Une nouvelle organisation du tourisme dans l’est du pays : le retour à la France de l’Alsace et la Moselle
4En 1918, l’enjeu économique lié à l’essor du tourisme dans l’économie d’après-guerre n’apparaît clairement qu’aux esprits les plus perspicaces, qui s’efforcent de sensibiliser leurs compatriotes sur cette question. En Alsace, le message passe assez rapidement ; dans le département des Vosges, en revanche, une certaine inertie semble paralyser le mouvement. C’est pourquoi le syndicat d’initiative d’Épinal lance un appel : une autre guerre va commencer, explique-t-il, une guerre économique dans laquelle le tourisme peut et doit jouer un rôle primordial9. Pour relever ce défi, la France cherche à rendre l’organisation de son tourisme plus efficace10. Se montrant déterminés à œuvrer en ce sens, les dirigeants des groupements touristiques de Lorraine et d’Alsace forment la Fédération des syndicats d’initiative de l’Est de la France, dite des Vosges, constituée après la réintégration politique et administrative de la Moselle et de l’Alsace. Strasbourg en devient le siège social. Rapidement, un certain nombre de syndicats d’initiative ont été créés en Alsace, puis leurs présidents se sont réunis à Strasbourg pour créer l’Union intersyndicale d’Alsace. Parce que l’on considérait qu’il y avait une « communauté d’intérêts » entre la Lorraine et l’Alsace, il a ensuite été décidé de fusionner l’Union des syndicats Vosges-Alsace et celle des syndicats Vosges-Lorraine, après que cette dernière eut déjà fait corps avec le Syndicat d’initiative des Vosges et de Nancy, créé en 1903 dans la Lorraine non annexée. C’est cette dynamique qui permet, dès 1919, la naissance de la Fédération des Vosges11.

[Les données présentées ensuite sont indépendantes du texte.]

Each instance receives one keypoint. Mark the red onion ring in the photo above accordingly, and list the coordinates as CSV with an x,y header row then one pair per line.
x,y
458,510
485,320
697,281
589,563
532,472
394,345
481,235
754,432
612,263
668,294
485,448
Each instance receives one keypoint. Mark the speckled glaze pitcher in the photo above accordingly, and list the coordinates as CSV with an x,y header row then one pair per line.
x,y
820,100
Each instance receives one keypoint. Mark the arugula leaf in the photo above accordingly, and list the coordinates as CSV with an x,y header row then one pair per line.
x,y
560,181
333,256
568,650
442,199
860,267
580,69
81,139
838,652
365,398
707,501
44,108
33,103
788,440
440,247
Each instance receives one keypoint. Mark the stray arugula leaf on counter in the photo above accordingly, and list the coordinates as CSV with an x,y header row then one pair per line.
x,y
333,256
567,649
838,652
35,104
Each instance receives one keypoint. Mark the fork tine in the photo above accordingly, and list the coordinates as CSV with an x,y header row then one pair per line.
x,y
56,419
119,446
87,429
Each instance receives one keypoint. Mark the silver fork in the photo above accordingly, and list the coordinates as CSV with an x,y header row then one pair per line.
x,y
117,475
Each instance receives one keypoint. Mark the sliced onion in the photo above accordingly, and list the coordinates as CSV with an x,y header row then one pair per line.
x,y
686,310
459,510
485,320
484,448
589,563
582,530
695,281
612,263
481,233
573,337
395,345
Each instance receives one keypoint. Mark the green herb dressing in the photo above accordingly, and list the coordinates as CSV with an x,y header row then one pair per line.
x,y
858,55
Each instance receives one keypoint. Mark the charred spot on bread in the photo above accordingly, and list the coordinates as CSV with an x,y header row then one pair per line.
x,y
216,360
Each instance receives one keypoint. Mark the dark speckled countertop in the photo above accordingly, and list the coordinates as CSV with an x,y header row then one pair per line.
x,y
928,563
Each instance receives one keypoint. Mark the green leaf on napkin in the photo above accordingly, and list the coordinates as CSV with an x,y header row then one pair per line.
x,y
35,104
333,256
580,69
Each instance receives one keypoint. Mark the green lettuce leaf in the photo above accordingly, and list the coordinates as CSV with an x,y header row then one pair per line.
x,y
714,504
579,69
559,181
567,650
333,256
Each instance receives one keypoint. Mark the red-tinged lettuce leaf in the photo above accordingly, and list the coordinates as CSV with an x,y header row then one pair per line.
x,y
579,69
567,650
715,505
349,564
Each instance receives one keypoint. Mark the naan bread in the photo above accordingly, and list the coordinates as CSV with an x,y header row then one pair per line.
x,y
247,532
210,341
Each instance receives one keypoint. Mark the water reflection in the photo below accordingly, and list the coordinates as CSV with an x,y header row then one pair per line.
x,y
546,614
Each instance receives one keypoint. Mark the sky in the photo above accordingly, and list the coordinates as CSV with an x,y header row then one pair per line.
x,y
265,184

5Le but plus symbolique de cette grande organisation de l’Est est d’« effacer définitivement l’idée de frontière qui s’attachait à la chaîne des Vosges »12. Pour favoriser la coopération entre les populations des deux versants des Vosges, les syndicats d’initiative organisent une rencontre sur le sommet du Hohneck, là où le « Régiment du Diable », le mythique 152e R.I., a résisté à l’ennemi. Le 6 août 1922, des Vosgiens du versant lorrain se retrouvent avec des groupes venus de toute l’Alsace. « On fraternisera dans l’air pur des Vosges redevenues toutes françaises », pouvait-on lire dans le programme de cette journée13. Le Club Vosgien, né en 1872 en Alsace, sera, lui aussi, l’un des artisans actifs de cette dynamique14. Il mise sur les nombreux atouts de la région « rétablie dans son unité historique par le retour à la France des départements recouvrés », entre autres sur ses « souvenirs historiques ». La tâche s’avère toutefois importante : il s’agit, d’une part, de rattraper le « retard » pris pendant la période de l’annexion ; d’autre part, de réparer les dommages dans les zones de combats. Le bulletin du Club précise en 1923 que :
« Durant la guerre, l’Alsace est épargnée, mais les Vosges subissent le choc de l’interminable bataille qui se prolongea durant des années pour la possession de leurs sommets […]. Là encore, tout est à refaire, avant que le touriste, attiré par ces anciens champs de bataille, puisse s’arrêter, séjourner et par là-même devenir une source de profits pour le pays. »15
6Mais pour « attirer et retenir les touristes et les voyageurs », les Américains notamment16, il faut aussi maintenir un taux de change favorable, combattre par une intense propagande « la légende de l’Allemagne bon marché », organiser des circuits automobiles, tirer parti des chemins de fer d’Alsace et de Lorraine, de la « route des Vosges », créée durant la guerre, généraliser la taxe de séjour afin de pouvoir financer les aménagements qui s’imposent. Tel est le programme préconisé en 1923 par les dirigeants du Club Vosgien qui doivent faire face à un double problème : le manque de fonds et l’inertie d’un trop grand nombre de syndicats d’initiative17.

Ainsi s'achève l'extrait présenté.